Practice and optimization of Apache Flink on JD

This article is compiled from the topic "Practice and Optimization of Apache Flink in JD.com" shared by Fu Haitao, a senior technical expert on JD.com at Flink Forward Asia 2020. The content includes:
Business evolution and scale
Containerized practice
Flink optimization and improvement
future plan

1. Business evolution and scale

1. Business Evolution

JD.com built the first-generation streaming platform based on storm in 2014, which can better meet the business requirements for real-time data processing. However, it has some limitations. For those business scenarios where the amount of data is particularly large, but is not so sensitive to delay, it seems a little powerless. So we introduced Spark streaming in 2017 and used its micro-batch processing to deal with this business scenario.

With the development of business and the expansion of business scale, we urgently need a computing engine that has both low latency and high throughput, and supports window calculation, state, and exactly-once semantics.

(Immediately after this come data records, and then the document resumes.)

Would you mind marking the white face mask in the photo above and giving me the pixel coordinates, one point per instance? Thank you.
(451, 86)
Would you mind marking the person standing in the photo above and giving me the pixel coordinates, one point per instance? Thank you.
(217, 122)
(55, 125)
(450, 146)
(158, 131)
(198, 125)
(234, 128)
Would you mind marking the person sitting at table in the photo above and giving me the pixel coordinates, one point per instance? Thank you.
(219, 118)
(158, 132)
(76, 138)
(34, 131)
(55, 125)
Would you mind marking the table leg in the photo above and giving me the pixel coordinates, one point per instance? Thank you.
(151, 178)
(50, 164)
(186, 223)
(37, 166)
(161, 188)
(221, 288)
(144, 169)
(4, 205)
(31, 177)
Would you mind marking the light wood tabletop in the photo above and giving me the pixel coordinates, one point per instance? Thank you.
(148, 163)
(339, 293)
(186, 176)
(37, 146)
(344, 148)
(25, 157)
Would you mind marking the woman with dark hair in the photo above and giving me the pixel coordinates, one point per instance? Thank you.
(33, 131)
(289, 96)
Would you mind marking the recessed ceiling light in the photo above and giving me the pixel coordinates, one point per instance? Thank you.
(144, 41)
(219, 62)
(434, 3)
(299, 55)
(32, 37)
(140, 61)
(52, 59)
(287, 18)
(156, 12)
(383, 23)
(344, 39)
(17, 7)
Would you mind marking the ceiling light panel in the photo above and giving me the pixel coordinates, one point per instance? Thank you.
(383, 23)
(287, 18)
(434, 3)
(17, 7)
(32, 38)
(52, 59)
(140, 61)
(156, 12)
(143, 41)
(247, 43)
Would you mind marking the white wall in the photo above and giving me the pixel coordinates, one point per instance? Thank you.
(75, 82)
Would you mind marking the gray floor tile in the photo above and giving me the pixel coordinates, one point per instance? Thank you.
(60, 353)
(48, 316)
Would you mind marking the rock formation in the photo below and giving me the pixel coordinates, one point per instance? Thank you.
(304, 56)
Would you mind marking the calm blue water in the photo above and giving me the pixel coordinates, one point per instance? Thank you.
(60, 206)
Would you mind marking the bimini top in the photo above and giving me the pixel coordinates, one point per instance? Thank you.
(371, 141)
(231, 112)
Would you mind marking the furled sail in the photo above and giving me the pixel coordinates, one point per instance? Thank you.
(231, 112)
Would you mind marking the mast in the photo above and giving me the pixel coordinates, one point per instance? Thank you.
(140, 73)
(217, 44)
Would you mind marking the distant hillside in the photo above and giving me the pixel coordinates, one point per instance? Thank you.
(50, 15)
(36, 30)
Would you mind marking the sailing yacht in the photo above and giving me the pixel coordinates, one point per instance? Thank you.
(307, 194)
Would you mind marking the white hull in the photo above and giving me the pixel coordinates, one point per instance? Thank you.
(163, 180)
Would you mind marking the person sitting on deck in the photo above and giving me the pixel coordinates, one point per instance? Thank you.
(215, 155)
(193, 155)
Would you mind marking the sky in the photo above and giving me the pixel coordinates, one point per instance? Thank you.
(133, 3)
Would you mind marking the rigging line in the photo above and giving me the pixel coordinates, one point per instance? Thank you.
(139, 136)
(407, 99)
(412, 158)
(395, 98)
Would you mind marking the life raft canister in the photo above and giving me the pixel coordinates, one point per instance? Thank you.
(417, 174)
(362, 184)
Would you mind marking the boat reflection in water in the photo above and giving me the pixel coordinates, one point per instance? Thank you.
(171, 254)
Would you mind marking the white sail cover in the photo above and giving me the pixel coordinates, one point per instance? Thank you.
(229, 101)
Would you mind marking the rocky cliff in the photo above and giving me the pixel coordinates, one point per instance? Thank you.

So in 2018, we introduced Flink and at the same time began to upgrade and transform real-time computing containerization based on K8s;
By 2019, all our real-time computing tasks are running on K8s. In the same year, we built a new SQL platform based on Flink 1.8 to facilitate business development of real-time computing applications;
By 2020, the new real-time computing platform based on Flink and K8s has been relatively complete. We have unified the computing engine and support intelligent diagnosis to reduce the cost and difficulty of user development and operation and maintenance of applications. In the past, stream processing was a focus of our attention. In the same year, we also began to support batch processing, so the entire real-time computing platform began to evolve towards the integration of batch and stream.

2. Business scenario

JD Flink serves many business lines within JD. The main application scenarios include real-time data warehouse, real-time large screen, real-time recommendation, real-time report, real-time risk control and real-time monitoring, and of course there are other application scenarios. In short, business requirements for real-time computing are generally developed with Flink.

3. Business scale

At present, our K8s cluster is composed of more than 5,000 machines, serving more than 20 first-level departments within JD.com. At present, there are more than 3000 online streaming computing tasks, and the processing peak of streaming computing reaches 500 million per second.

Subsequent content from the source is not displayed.